Riverside Archives WRVR Digitization Project
Deadline is July 31 – Your Help Needed to Edit WRVR Transcripts!
You’re invited to help The Riverside Church Archives make its historic WRVR collection more accessible! In 2018, the Archives began preserving and digitizing thousands of culturally significant radio programs from between 1961 and 1971. Sermons, music, lectures, radio plays: Riverside’s former public radio station WRVR produced all kinds of programming. Many of the era’s notable civil rights activists, including Dr. Martin Luther King Jr. and Malcolm X, were recorded right here at Riverside and broadcast across the New York City area.
We need your help to correct computer-generated transcripts in order to make these important recordings available to the hard of hearing and easier for researchers and the public to find!
It’s a super simple process! The editing can be done by nearly anyone, and is perfect for older youth during summer break, young adults, retirees, and just about anyone interested in these fascinating recordings.
We need to edit as many transcripts as we can by July 31, 2021, so thank you in advance for your help!
Nervous about diving right in? The American Archive of Public Broadcasting has training resources with helpful tips and demonstrations.
WRVR Digital Collection
The WRVR-FM (Riverside Radio) Collection includes more than 3,500 digitized radio programs created by WRVR-FM, a public radio station owned and operated by The Riverside Church in the City of New York that began broadcasting on January 1, 1961, and continued as a commercial radio station from September 1971 until 1976.

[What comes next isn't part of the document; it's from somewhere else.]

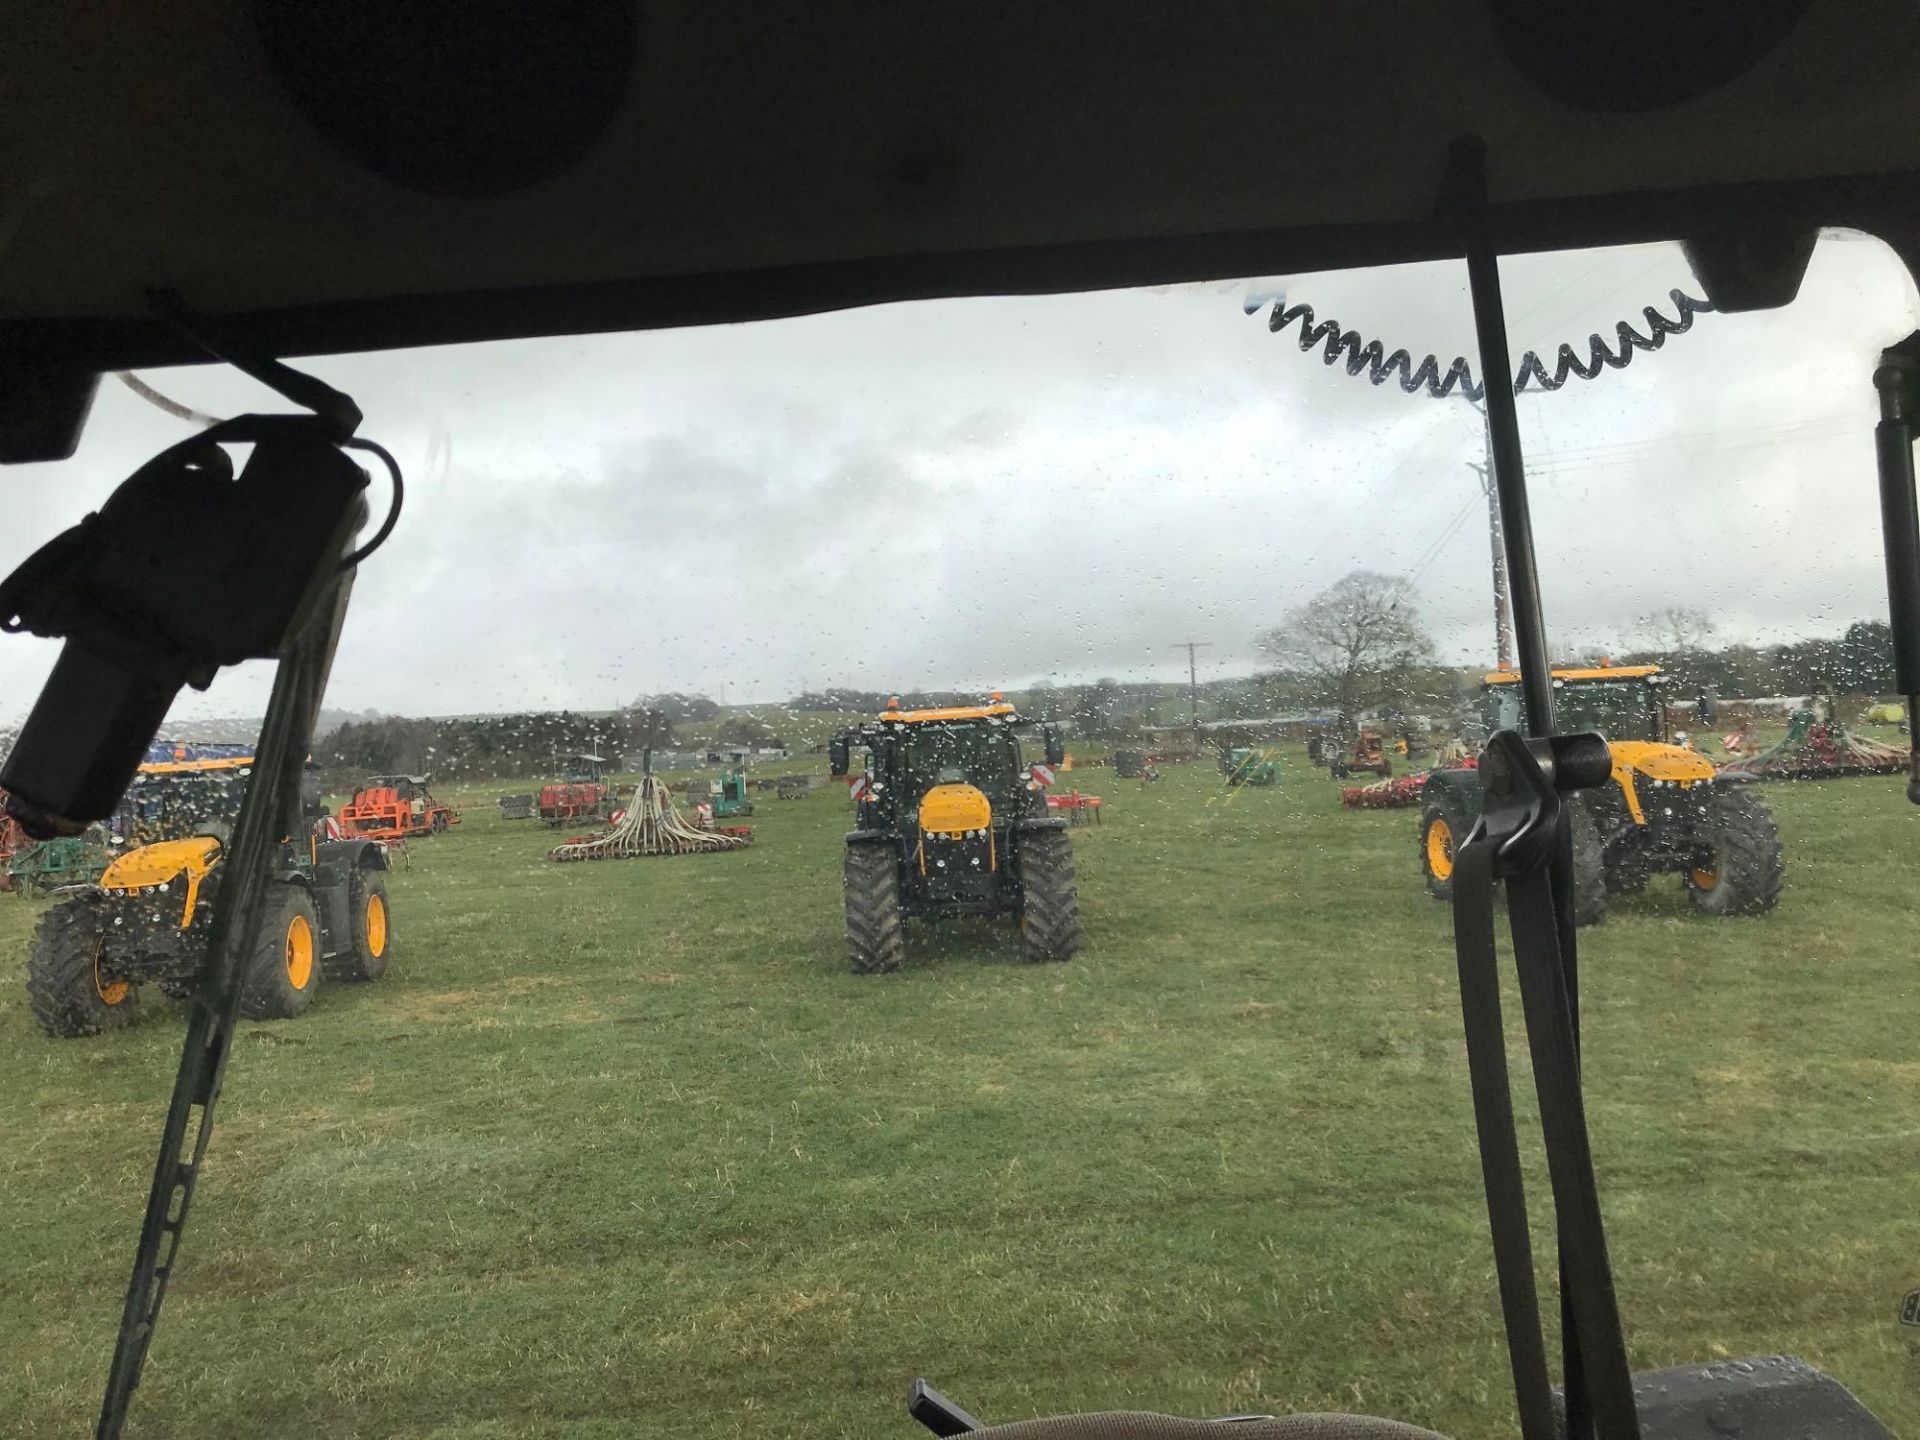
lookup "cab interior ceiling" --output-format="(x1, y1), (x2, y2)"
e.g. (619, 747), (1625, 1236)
(5, 1), (1920, 461)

Thanks to grants from American Archive of Public Broadcasting (AAPB), a collaboration between the Library of Congress and WGBH, and the Council on Library and Information Resources (CLIR), we are pleased to make our digitized collection available to the public. You are invited to explore the WVRV Collection, which spans 1961-1973 and includes a wide variety of programming: progressive religious and philosophical discussions, sermons, speeches, and event coverage. Highlights include documentary coverage of the Civil Rights movement in Birmingham in 1963, Rev. Dr. Martin Luther King Jr.’s famous Beyond Vietnam speech, and over 1,000 episodes of Just Jazz with Ed Beach.